Qu’est-ce que Masripithecus moghraensis ?

Masripithecus moghraensis est une nouvelle espèce de primate découverte en Égypte, qui aurait vécu entre 17 et 18 millions d’années durant le Miocène précoce. Cette découverte comble une lacune dans l’histoire évolutive des singes.

Pourquoi l’Afrique du Nord est-elle importante pour l’étude des origines des singes ?

L’Afrique du Nord pourrait avoir joué un rôle crucial dans l’évolution et la dispersion des singes, comme le montre la découverte de Masripithecus, suggérant que cette région a été un carrefour important pour les ancêtres des singes modernes.

Quels types d’adaptations alimentaires présente Masripithecus moghraensis ?

Les caractéristiques anatomiques de Masripithecus indiquent qu’il avait une alimentation principalement fruitée, avec la capacité de consommer des aliments plus durs comme des noix, lui permettant de s’adapter à des changements climatiques.

Comment Masripithecus se compare-t-il aux singes d’Afrique de l’Est ?

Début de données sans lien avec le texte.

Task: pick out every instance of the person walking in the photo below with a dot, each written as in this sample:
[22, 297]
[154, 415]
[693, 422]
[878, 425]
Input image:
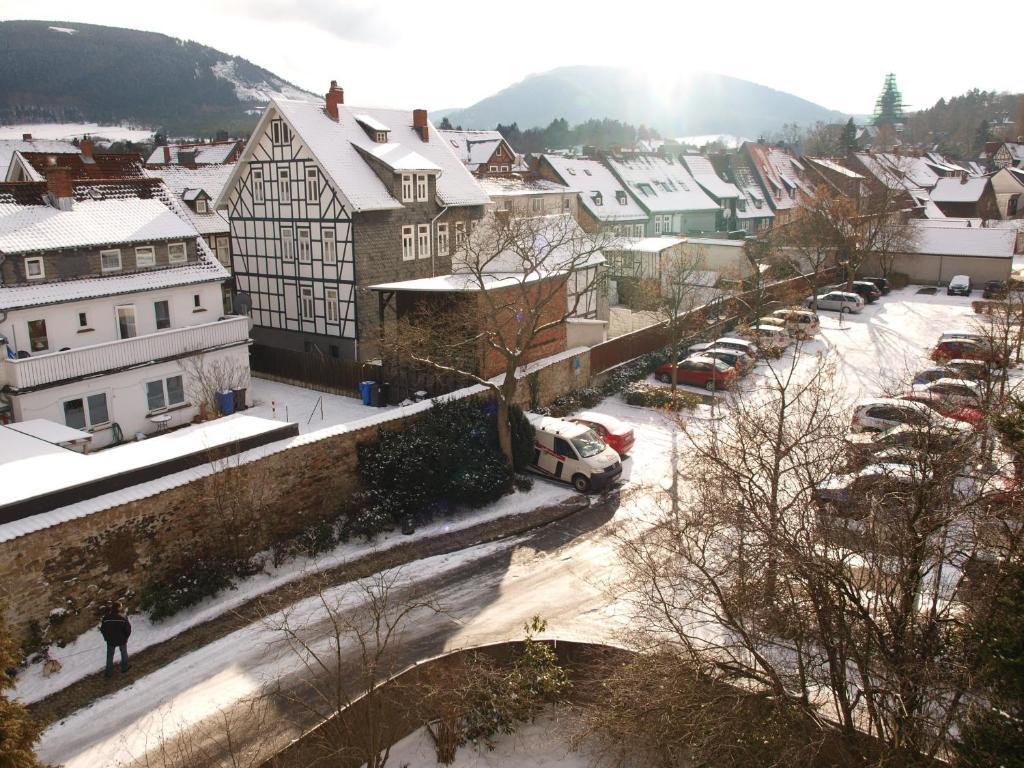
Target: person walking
[116, 630]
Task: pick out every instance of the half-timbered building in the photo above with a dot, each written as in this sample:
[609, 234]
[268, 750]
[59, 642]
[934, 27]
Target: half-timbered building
[328, 200]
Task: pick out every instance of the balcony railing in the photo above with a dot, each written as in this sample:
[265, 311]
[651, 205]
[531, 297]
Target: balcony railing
[124, 353]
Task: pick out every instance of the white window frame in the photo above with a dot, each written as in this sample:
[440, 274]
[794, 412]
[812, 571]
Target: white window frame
[258, 190]
[287, 244]
[329, 246]
[408, 243]
[110, 252]
[423, 241]
[284, 185]
[331, 304]
[42, 267]
[87, 412]
[442, 240]
[307, 303]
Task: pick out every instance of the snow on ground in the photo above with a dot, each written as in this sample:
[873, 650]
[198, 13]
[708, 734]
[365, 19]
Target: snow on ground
[541, 743]
[85, 654]
[73, 130]
[287, 402]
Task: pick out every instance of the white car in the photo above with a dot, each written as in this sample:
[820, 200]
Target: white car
[880, 414]
[839, 301]
[955, 391]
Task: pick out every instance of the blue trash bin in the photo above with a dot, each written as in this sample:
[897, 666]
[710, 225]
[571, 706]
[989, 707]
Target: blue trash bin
[225, 402]
[366, 390]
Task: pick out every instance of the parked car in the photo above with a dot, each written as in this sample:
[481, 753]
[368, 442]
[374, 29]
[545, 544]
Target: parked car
[617, 434]
[881, 283]
[958, 286]
[880, 414]
[572, 453]
[956, 391]
[801, 323]
[951, 349]
[740, 361]
[937, 402]
[698, 372]
[838, 301]
[994, 289]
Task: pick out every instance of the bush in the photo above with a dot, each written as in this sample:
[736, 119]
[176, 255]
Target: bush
[649, 395]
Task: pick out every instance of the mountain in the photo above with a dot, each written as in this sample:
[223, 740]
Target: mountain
[699, 103]
[71, 72]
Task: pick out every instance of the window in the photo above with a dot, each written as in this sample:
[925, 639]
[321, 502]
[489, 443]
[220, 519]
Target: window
[37, 336]
[176, 253]
[408, 245]
[110, 260]
[287, 244]
[34, 268]
[257, 184]
[284, 185]
[165, 392]
[330, 247]
[126, 321]
[162, 310]
[331, 304]
[306, 303]
[88, 412]
[423, 236]
[442, 247]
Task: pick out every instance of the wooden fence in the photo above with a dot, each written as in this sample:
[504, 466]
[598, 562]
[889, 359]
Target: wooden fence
[314, 371]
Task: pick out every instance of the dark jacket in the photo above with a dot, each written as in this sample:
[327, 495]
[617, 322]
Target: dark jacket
[116, 629]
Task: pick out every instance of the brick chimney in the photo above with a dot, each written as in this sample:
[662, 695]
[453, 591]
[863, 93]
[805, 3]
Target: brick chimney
[59, 188]
[420, 124]
[335, 96]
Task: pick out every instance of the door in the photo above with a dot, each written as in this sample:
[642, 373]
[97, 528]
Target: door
[126, 322]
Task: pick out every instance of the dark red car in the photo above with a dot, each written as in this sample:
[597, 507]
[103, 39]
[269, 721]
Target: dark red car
[966, 349]
[698, 372]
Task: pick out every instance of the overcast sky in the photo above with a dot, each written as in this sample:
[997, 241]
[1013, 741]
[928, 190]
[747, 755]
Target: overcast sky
[452, 53]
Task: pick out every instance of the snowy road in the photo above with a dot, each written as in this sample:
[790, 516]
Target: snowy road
[559, 571]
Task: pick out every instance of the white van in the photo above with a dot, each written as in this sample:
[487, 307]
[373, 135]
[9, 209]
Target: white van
[572, 453]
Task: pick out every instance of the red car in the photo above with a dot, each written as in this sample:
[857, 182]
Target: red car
[937, 402]
[966, 349]
[698, 372]
[615, 434]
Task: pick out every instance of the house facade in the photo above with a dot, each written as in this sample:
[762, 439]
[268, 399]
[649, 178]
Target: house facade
[110, 308]
[328, 200]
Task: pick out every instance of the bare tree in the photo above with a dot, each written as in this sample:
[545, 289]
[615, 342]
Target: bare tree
[518, 280]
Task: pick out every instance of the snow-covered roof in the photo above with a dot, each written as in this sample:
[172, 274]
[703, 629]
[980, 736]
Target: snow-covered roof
[662, 184]
[954, 189]
[704, 173]
[9, 145]
[215, 153]
[334, 144]
[601, 194]
[964, 241]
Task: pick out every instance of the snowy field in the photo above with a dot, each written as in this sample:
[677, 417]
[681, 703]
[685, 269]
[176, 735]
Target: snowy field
[566, 582]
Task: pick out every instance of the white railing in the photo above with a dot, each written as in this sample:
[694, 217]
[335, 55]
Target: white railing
[115, 355]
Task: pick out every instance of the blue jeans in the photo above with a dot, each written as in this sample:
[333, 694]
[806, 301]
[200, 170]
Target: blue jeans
[110, 657]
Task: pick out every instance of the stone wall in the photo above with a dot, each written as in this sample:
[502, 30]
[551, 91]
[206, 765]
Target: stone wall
[57, 579]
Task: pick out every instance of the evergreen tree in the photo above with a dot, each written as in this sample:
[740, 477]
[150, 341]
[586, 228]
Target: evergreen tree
[18, 731]
[848, 140]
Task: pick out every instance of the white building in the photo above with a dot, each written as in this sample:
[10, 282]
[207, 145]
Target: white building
[110, 309]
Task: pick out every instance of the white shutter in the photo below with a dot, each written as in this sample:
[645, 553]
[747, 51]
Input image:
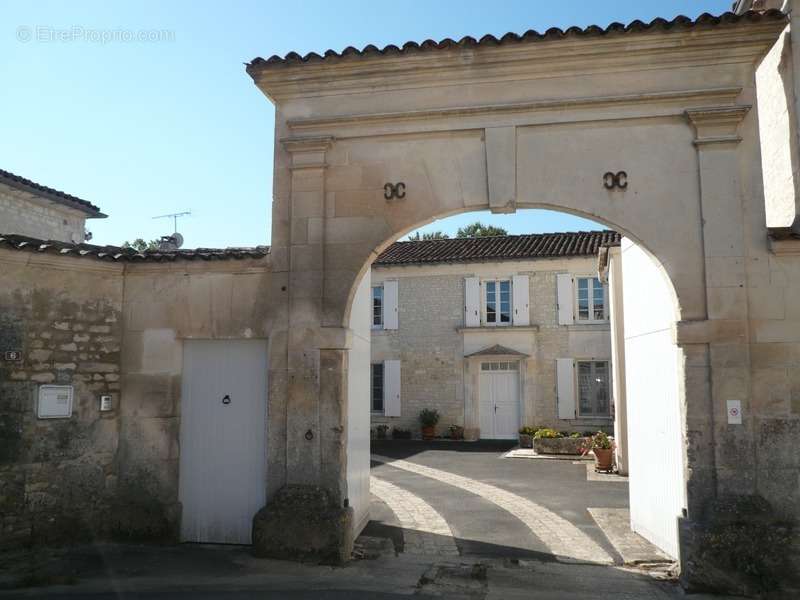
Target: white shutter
[391, 388]
[390, 305]
[565, 382]
[566, 312]
[521, 300]
[472, 302]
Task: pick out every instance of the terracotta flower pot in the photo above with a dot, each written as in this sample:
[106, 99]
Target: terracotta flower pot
[603, 458]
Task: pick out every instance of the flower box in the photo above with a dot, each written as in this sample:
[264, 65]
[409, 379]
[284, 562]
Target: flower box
[568, 445]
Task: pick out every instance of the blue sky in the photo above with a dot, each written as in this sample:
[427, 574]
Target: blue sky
[143, 128]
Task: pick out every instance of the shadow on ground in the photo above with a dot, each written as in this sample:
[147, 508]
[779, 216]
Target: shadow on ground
[408, 448]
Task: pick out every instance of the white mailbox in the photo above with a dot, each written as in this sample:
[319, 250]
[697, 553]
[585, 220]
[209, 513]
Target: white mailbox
[55, 402]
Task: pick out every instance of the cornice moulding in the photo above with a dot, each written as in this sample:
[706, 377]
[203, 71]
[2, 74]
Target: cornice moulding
[565, 57]
[724, 95]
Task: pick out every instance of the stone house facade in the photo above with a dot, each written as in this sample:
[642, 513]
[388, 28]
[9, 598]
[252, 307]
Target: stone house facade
[551, 120]
[28, 208]
[470, 366]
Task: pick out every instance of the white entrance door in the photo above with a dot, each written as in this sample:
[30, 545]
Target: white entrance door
[499, 400]
[223, 462]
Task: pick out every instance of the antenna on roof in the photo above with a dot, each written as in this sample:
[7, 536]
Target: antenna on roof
[174, 241]
[174, 217]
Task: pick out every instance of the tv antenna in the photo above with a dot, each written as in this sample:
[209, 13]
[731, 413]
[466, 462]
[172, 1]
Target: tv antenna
[174, 217]
[174, 241]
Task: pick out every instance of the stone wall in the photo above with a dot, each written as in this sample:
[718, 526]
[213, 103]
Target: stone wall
[165, 304]
[25, 214]
[431, 343]
[58, 476]
[115, 329]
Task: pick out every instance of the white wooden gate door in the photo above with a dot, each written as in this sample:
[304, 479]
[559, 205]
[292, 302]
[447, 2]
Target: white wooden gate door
[223, 439]
[499, 401]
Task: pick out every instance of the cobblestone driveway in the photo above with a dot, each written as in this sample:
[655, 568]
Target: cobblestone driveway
[492, 506]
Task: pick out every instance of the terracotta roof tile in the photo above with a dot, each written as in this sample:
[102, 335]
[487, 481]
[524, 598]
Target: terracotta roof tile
[118, 254]
[679, 23]
[57, 196]
[506, 247]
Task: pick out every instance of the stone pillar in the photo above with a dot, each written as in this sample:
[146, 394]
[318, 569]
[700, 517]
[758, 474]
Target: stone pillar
[613, 277]
[309, 516]
[716, 357]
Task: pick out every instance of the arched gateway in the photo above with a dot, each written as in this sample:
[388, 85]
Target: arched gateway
[652, 129]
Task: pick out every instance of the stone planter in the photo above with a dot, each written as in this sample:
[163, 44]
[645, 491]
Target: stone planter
[603, 459]
[559, 445]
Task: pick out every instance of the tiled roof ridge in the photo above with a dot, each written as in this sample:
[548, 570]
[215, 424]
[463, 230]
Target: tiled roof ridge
[510, 235]
[63, 198]
[120, 254]
[494, 248]
[531, 35]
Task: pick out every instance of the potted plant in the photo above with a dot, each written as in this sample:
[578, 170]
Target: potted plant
[456, 432]
[526, 436]
[603, 449]
[428, 418]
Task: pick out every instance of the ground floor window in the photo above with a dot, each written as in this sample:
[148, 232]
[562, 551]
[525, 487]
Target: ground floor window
[377, 387]
[500, 366]
[593, 388]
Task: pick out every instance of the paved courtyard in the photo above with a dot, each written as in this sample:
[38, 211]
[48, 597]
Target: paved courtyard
[448, 520]
[443, 495]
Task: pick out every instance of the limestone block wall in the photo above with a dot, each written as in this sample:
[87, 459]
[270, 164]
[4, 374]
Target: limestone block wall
[165, 304]
[777, 128]
[429, 347]
[431, 341]
[25, 214]
[58, 477]
[106, 328]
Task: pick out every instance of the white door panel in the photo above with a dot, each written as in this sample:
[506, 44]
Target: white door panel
[506, 405]
[223, 439]
[499, 404]
[486, 407]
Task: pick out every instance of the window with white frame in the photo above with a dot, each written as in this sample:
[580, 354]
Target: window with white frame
[376, 378]
[594, 397]
[497, 302]
[591, 300]
[377, 306]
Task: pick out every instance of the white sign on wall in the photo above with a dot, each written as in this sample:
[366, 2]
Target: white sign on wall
[55, 402]
[734, 412]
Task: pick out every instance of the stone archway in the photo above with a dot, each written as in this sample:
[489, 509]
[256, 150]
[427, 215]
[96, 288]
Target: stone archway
[648, 129]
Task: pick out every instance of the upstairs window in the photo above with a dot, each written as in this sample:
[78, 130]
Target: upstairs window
[377, 387]
[591, 297]
[377, 306]
[593, 389]
[497, 302]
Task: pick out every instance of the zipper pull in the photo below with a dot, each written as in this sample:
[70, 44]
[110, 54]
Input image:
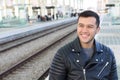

Masripithecus montre des différences notables par rapport aux singes contemporains d’Afrique de l’Est, ce qui suggère une diversification des espèces de singes dans différentes régions de manière indépendante.

Quelle est l’importance de l’analyse biogéographique dans cette recherche ?

L’analyse biogéographique a montré que l’Afrique du Nord et le Moyen-Orient étaient probablement le berceau de l’ancêtre commun des singes vivants, permettant ainsi de revisiter les théories sur l’origine des singes modernes.